Mall officials told us they are not in possession of records that would identify who was banned in the late 1970s and 1980s. A Gadsden Mall spokeswoman told us:
We don’t have any records that date back that far.
When we called mall security, the worker who answered the phone told us the same thing.
The mall, which opened in 1974, has come under the management of CBL Properties in recent years. In the 1980s, it had been the popular spot for youngsters, according to the New Yorker. Teens would often meet and socialize there without their parents. Per New Yorker reporter Charles Bethea:
This past weekend, I spoke or messaged with more than a dozen people—including a major political figure in the state—who told me that they had heard, over the years, that Moore had been banned from the mall because he repeatedly badgered teen-age girls. Some say that they heard this at the time, others in the years since. These people include five members of the local legal community, two cops who worked in the town, several people who hung out at the mall in the early eighties, and a number of former mall employees. (A request for comment from the Moore campaign was not answered.) Several of them asked that I leave their names out of this piece. The stories that they say they’ve heard for years have been swirling online in the days since the Post published its report. “Sources tell me Moore was actually banned from the Gadsden Mall and the YMCA for his inappropriate behavior of soliciting sex from young girls,” the independent Alabama journalist Glynn Wilson wrote on his Web site on Sunday, declining to divulge sources
Teresa Jones, a deputy district attorney for Etowah County in the early eighties, told CNN last week that “it was common knowledge that Roy dated high-school girls.” Jones told me that she couldn’t confirm the alleged mall banning, but said, “It’s a rumor I’ve heard for years.”
[Former mall worker Greg] Legat says that he saw Moore there a few times, even though his understanding then was that he had already been banned. “It started around 1979, I think,” Legat said. “I know the ban was still in place when I got there.” Legat recalled a Gadsden police officer named J. D. Thomas, now retired, who worked security at the mall. “J. D. was a fixture there, when I was working at the store,” Legat said. “He really looked after the kids there. He was a good guy. J. D. told me, ‘If you see Roy, let me know. He’s banned from the mall.’ ” Legat recalled Thomas telling him, “If you see Moore here, tell me. I’ll take care of him.’ ”
Moore has denied the allegations against him and his supporters have been quick to try and discredit them. On 16 November 2017, Breitbart.com, a right-wing media outlet that sent two writers to Alabama in a rather anti-climactic attempt to find holes in the accusers' allegations, regurgitated a local news story that reported now-86-year-old Barnes Boyle, the mall's manager in the 1980s, denied Moore was banned.
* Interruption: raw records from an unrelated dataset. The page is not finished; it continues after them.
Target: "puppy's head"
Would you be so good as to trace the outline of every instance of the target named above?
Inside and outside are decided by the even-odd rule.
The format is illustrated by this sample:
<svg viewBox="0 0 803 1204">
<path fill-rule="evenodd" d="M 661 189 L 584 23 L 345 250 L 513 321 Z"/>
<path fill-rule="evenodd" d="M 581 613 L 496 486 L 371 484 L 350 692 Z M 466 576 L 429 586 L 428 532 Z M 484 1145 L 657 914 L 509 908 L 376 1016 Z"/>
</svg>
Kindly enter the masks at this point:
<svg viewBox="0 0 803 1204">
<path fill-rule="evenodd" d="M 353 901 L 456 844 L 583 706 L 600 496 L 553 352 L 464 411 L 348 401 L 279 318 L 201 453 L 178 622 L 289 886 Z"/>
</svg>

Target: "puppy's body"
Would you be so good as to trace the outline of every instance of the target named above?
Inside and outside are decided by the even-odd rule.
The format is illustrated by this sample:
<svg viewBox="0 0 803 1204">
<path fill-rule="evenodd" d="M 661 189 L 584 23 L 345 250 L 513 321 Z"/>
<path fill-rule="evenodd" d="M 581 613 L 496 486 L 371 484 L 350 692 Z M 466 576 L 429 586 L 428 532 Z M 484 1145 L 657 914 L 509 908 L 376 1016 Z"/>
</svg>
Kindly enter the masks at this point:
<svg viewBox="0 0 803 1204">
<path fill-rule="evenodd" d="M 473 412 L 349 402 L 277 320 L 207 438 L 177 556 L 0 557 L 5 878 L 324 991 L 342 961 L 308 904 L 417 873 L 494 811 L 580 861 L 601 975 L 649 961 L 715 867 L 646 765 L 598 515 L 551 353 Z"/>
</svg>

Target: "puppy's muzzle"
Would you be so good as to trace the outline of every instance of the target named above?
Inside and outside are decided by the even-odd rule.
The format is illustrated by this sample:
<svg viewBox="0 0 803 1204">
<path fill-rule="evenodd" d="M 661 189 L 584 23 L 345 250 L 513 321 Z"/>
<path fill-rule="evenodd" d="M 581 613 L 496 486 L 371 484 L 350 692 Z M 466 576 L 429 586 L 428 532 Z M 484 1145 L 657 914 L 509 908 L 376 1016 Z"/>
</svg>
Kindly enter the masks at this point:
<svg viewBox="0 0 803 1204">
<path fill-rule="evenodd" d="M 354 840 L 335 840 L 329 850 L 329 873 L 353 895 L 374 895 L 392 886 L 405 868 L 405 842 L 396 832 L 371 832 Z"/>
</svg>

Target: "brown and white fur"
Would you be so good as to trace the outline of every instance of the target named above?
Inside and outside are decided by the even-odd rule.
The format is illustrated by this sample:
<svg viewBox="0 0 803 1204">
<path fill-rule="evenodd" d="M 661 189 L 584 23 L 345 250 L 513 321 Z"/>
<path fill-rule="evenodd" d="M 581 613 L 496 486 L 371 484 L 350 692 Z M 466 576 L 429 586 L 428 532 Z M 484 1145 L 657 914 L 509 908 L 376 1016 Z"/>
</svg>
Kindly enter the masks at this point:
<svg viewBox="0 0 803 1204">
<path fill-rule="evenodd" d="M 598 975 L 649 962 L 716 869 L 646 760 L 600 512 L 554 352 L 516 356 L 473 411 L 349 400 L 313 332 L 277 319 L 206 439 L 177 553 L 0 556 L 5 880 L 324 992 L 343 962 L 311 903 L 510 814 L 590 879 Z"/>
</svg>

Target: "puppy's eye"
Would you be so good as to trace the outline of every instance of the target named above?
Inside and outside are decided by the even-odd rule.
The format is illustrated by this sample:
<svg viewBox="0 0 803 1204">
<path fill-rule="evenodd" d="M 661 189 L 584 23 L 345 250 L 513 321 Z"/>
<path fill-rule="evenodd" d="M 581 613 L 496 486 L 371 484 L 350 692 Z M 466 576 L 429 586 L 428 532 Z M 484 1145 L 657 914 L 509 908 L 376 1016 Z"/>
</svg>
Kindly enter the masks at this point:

But a former mall worker, Becky Gray, told ABC News she believes she got Moore banned by complaining to her manager about his "creepy" advances toward her.
The story in The New Yorker seems to track with the accounts of women quoted in the 9 November 2017 Washington Post report, which originally broke the story. Two of the women, Wendy Miller and Gloria Thacker Deason, aged 14 and 18 respectively at the time, said they originally met Moore at the mall — Miller when she was working there as a Santa's helper, and Deason when she worked at a jewelry counter there.
Per the Post, the mall was a place where Moore was often seen alone:
According to colleagues and others who knew him at the time, Moore was rarely seen socializing outside work. He spent one season coaching the Gallant Girls, a softball team that his teenage sister had joined, said several women who played on the team. He spent time working out at the Gadsden YMCA, according to people who encountered him there. And he often walked, usually alone, around the newly opened Gadsden Mall — 6 feet tall and well-dressed in slacks and a button-down shirt, say several women who worked there at the time.